|
Boob Jubilee: The Cultural Politics of the New Economy
by Thomas Frank and Dave Mulcahey
A review by Gerry Donaghy
Oh, what a difference a day makes. Ten years ago, folks were heralding the arrival
of the Internet and the fortunes it would create. But, like that great national
round of binge drinking that was the 1920s, the euphoria was impossible to sustain.
This time around, people weren't throwing themselves out of windows; instead,
there were pity pieces on the front page of the Wall Street Journal about
Internet high-rollers whose fortunes had tanked.
These people were being paraded around like the new Tom Joad: nouveau riche
who had staked their futures on the paper wealth of stock options, only to find
that the cashier at Wal-Mart was probably more financially solvent. Out-of-work
web programmers turned to panhandling, holding signs that read "will program
Javascript for food."
In the aftermath of the New Economy's implosion, nobody seems to be willing
to step up and state the obvious: a lot of bad advice was given and nobody is
willing to say that they messed up. Even the round of corporate scandals that
have recently arisen have been pushed to the back pages of the business section.
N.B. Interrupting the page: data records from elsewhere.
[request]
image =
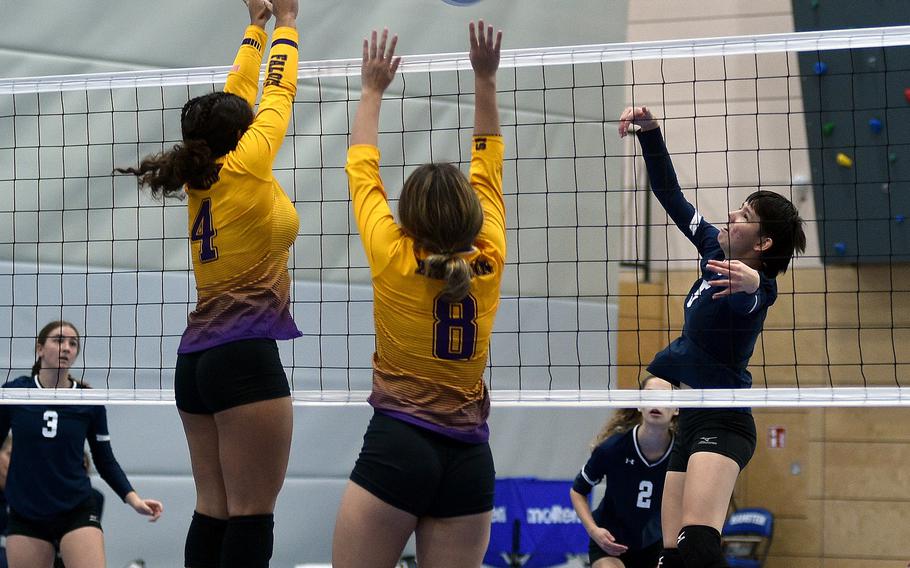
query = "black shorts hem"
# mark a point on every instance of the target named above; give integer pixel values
(384, 496)
(229, 375)
(422, 472)
(258, 396)
(53, 530)
(735, 456)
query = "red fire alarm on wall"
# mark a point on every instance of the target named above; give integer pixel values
(777, 437)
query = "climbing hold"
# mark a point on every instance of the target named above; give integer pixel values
(875, 125)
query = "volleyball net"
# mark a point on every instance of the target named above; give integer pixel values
(596, 275)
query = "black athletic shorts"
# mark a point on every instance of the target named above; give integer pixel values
(85, 514)
(422, 472)
(644, 558)
(229, 375)
(726, 432)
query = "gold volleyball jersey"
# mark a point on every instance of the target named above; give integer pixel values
(430, 354)
(242, 227)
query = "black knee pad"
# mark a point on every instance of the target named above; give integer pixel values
(204, 541)
(699, 546)
(671, 558)
(248, 542)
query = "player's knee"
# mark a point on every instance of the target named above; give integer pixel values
(699, 546)
(204, 541)
(670, 558)
(248, 542)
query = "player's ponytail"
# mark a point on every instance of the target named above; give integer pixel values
(165, 174)
(454, 270)
(441, 212)
(212, 125)
(623, 420)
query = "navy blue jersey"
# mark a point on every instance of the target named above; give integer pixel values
(630, 509)
(718, 337)
(46, 473)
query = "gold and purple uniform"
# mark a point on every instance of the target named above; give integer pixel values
(431, 354)
(242, 227)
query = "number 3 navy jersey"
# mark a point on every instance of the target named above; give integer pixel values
(46, 472)
(431, 354)
(718, 336)
(630, 509)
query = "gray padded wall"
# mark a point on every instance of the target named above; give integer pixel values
(149, 444)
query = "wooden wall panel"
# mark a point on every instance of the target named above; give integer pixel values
(867, 529)
(863, 470)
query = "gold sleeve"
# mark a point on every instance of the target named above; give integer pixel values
(486, 178)
(377, 226)
(243, 78)
(260, 143)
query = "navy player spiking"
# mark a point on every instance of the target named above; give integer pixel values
(47, 487)
(724, 314)
(630, 454)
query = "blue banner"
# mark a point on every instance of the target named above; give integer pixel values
(536, 517)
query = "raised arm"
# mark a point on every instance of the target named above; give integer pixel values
(376, 73)
(260, 143)
(485, 50)
(375, 222)
(663, 180)
(488, 149)
(243, 78)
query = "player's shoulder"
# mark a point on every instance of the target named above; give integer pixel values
(23, 382)
(614, 445)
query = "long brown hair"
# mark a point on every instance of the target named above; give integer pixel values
(441, 212)
(42, 339)
(211, 125)
(624, 420)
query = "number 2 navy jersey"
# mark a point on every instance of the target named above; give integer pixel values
(630, 509)
(431, 354)
(46, 472)
(718, 336)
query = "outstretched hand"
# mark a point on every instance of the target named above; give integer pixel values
(607, 542)
(148, 507)
(739, 277)
(260, 11)
(379, 63)
(285, 13)
(485, 50)
(639, 116)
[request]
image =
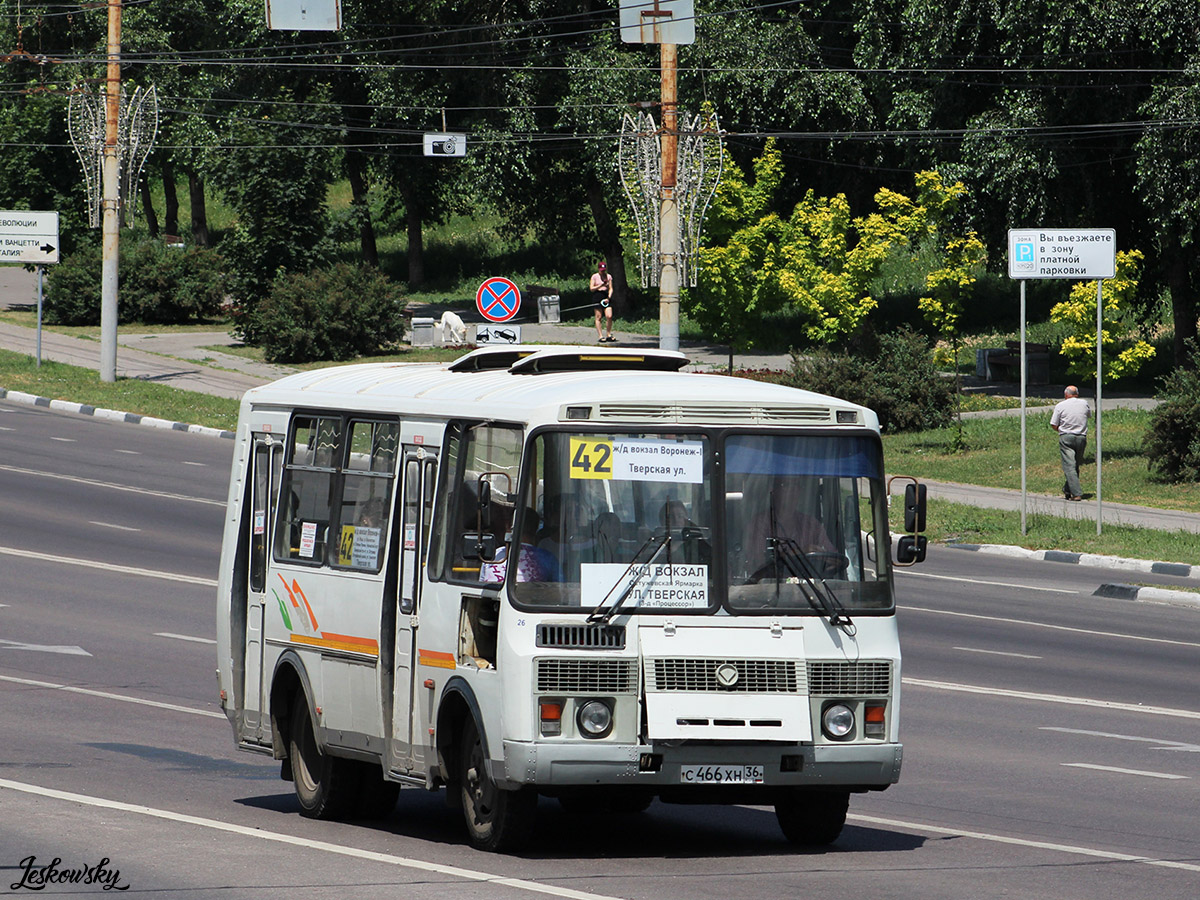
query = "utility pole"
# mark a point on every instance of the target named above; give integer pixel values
(669, 239)
(112, 198)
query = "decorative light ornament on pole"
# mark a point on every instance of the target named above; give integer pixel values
(666, 23)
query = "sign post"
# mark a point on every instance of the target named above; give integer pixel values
(30, 238)
(1079, 255)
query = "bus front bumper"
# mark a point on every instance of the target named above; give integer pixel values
(862, 767)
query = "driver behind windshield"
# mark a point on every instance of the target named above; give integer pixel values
(785, 510)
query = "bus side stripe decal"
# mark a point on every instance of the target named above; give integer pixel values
(436, 659)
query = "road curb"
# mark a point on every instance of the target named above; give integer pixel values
(1095, 559)
(111, 414)
(1140, 592)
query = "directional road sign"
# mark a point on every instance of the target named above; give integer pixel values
(1075, 253)
(29, 237)
(498, 299)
Now that the Dow is back up over ten thousand, and pundits are commenting on
the rise of the GDP and the decrease in jobless claims (made without mention
of the fact that much of the reduction has come from people whose benefits have
expired), the time is right to revisit the Chicken Littles who told us the sky
was falling all those years ago. Thomas Frank and his cohorts at the Baffler
have spent the last decade or so telling anybody who would listen that the new
economy was built on some pretty shaky foundations. In Boob Jubilee,
they collected their cleverest, most prescient writings. Like almost every book
on politics and culture, I don't agree with all the sentiments, but there is
a good deal of food for thought contained within. Whether they are discussing
the economic fallacies of the dotcom billions, Republican hypocrisy in the gun-control
debate, the vanishing middle class, or the cultural politics of punk rock, the
authors of these essays state their cases with clarity and a refreshing lack
of what I call the "don't you feel stupid and guilty" factor that
a lot of political writing contains.